Après le triomphe mon­dial des Affaires, Mirbeau compte bien trans­for­mer l’es­sai et inves­tir dere­chef cette Bastille de la tra­di­tion qu’est deve­nue la Comédie-Française. Avant même d’en avoir écrit une ligne, il pro­pose à Jules Claretie, seul maître à bord désor­mais, une nou­velle pièce à suc­cès, où il entend régler son compte à la « cha­ri­té » catho­lique, der­rière laquelle se pro­file une inquié­tante régres­sion intel­lec­tuelle et sociale. Rassuré par l’ ébou­rif­fant suc­cès des Affaires, consi­dé­ré déjà comme une oeuvre clas­sique, l’ad­mi­nis­tra­teur donne son accord de prin­cipe, et annonce à la presse, dès le 6 octobre 1903 !, qu’il accueille­ra la nou­velle pièce de Mirbeau, sans se dou­ter du brû­lot qu’il va ain­si faire entrer dans la Maison.
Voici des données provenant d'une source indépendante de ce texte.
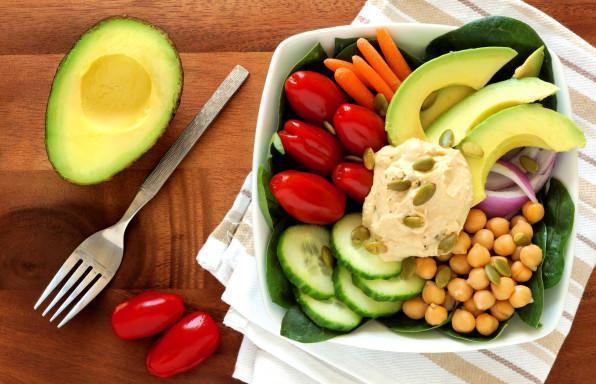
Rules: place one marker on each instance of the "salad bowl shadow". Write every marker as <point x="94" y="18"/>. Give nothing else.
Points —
<point x="413" y="38"/>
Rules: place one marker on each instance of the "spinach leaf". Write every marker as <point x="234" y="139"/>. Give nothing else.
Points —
<point x="297" y="326"/>
<point x="497" y="31"/>
<point x="559" y="212"/>
<point x="532" y="313"/>
<point x="278" y="285"/>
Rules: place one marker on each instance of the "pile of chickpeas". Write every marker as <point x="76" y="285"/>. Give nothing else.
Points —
<point x="482" y="277"/>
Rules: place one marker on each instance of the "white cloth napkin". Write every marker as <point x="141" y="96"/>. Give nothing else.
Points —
<point x="266" y="357"/>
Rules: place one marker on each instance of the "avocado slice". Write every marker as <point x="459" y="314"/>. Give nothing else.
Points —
<point x="113" y="96"/>
<point x="470" y="67"/>
<point x="527" y="125"/>
<point x="532" y="66"/>
<point x="445" y="99"/>
<point x="490" y="99"/>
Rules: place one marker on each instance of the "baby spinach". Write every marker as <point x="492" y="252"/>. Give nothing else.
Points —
<point x="497" y="31"/>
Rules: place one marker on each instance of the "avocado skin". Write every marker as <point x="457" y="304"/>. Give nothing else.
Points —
<point x="96" y="26"/>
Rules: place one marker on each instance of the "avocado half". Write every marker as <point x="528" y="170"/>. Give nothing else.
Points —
<point x="113" y="96"/>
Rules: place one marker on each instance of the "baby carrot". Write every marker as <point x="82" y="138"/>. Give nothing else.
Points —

C’est que notre pam­phlé­taire n’y va pas de main morte. Pour don­ner plus de « sur­face sociale » à son per­son­nage cen­tral, le baron Courtin, qui dirige un foyer « cha­ri­table » pour ado­les­centes, il fait de lui un séna­teur bona­par­tiste, lea­der de l’op­po­si­tion catho­lique, et un aca­dé­mi­cien influent, rap­por­teur des prix de ver­tu, et auteur d’une kyrielle d’ou­vrages sur la cha­ri­té, dont les titres ne manquent pas d’é­vo­quer ceux d’Albert de Mun et d’Othenin d’Haussonville. Il se sert éga­le­ment de faits divers qui ont fait cou­ler beau­coup d’encre : l’his­toire du Bon Pasteur de Nancy, véri­table bagne pour enfants dénon­cé par l’é­vêque en per­sonne, et la mort d’une fillette, « oubliée » dans un pla­card chez le célèbre cou­tu­rier Jacques Doucet. Pour par­ache­ver le débar­bouillage du triste sire, au demeu­rant puis­sant et res­pec­té, il l’i­ma­gine aux abois pour détour­ne­ment de biens sociaux, et obli­geant sa femme à sol­li­ci­ter un secours auprès d’un ancien amant qu’elle a mis au ran­cart, le finan­cier Biron, avant qu’au dénoue­ment tout ce beau monde ne s’embarque impu­né­ment, une fois le scan­dale étouf­fé, à bord du yacht du mil­lion­naire, en emme­nant le nou­veau galant de la dame ?… La comé­die est plus que rosse : elle est car­ré­ment sub­ver­sive.
Aussi bien, quand Mirbeau, accom­pa­gné du fidèle et rui­né Thadée Natanson – à qui, pour lui venir géné­reu­se­ment en aide, il a pro­po­sé de co-signer son œuvre afin d’être en droit de par­ta­ger les droits d’au­teur – vient lire à Claretie la pre­mière ver­sion de sa pièce, en quatre actes, le 17 juillet 1906, le timo­ré « Guimauve le conqué­rant », comme on l’a sur­nom­mé, est épou­van­té.
Il a d’au­tant plus sujet d’être gêné qu’il est aca­dé­mi­cien lui-même et qu’il lorgne le secré­ta­riat per­pé­tuel, dont le déten­teur, Gaston Boissier, est bien malade et pour­rait bien pas­ser pro­chai­ne­ment l’arme à gauche… Ce n’est vrai­ment pas le moment d’al­ler se mettre à dos les futurs élec­teurs ! De sur­croît, l’acte II bafoue toutes les sacro-saintes bien­séances : on y évoque les récom­penses très spé­ciales que la sadique direc­trice accorde par­fois aux pen­sion­naires zélées, et les séances de fla­gel­la­tion offertes, moyen­nant « phy­nances », au voyeu­risme de vieux mes­sieurs si res­pec­tables… Sans par­ler d’une altesse espa­gnole char­gée d’un amant ancien gar­çon de bains, fort pingre au demeu­rant, et qui, par des­sus le mar­ché, ne se lave pas sou­vent… « Impossible à la Comédie », clame Claretie, fort de son bon droit.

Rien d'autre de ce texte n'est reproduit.